If your family is navigating an Alzheimer's diagnosis, you've almost certainly heard about the newer anti-amyloid drugs — lecanemab, sold as Leqembi, and donanemab, sold as Kisunla. They've been called breakthroughs. They cost tens of thousands of dollars a year and require regular intravenous infusions and repeated brain scans. And a major new evidence review just put them to the most rigorous test they've faced. The headlines have simplified this into a binary — "Alzheimer's drugs don't work" — but the reality is far more nuanced, and families deserve a fuller picture.

I've reviewed the Cochrane analysis and the response from the research community. Here's what families need to know.

Why Amyloid Matters in Alzheimer's

To understand what these drugs are trying to do — and why this review is so significant — it helps to understand the role of amyloid in Alzheimer's disease.

For more than 30 years, the dominant theory in Alzheimer's research has been the amyloid hypothesis. In a healthy brain, a protein called amyloid-beta is produced and cleared naturally. In Alzheimer's disease, that clearance process fails. Amyloid-beta accumulates and forms sticky plaques between neurons. These plaques are believed to trigger a cascade of damage: they provoke inflammation, disrupt communication between neurons, and are associated with the accumulation of another toxic protein called tau, which forms tangles inside neurons and leads to cell death.

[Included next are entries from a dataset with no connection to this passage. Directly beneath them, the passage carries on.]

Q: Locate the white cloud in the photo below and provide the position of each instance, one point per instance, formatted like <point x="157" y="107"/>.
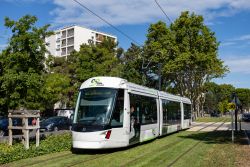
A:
<point x="120" y="12"/>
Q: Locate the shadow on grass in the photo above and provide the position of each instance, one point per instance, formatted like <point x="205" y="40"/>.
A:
<point x="219" y="137"/>
<point x="108" y="150"/>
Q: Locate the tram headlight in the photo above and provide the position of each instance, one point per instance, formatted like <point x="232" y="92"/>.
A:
<point x="108" y="133"/>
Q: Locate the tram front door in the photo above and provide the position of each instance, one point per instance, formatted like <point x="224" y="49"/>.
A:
<point x="135" y="126"/>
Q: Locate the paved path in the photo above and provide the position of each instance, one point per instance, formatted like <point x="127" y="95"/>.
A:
<point x="220" y="126"/>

The logic behind anti-amyloid drugs is straightforward: if amyloid plaques drive the disease, then removing them should slow or stop it. That hypothesis has guided billions of dollars in research investment and led directly to the development of the drugs being evaluated in this review.

What the Cochrane analysis now forces us to ask is whether that logic holds — whether removing amyloid, even successfully, is enough to change the clinical course of the disease.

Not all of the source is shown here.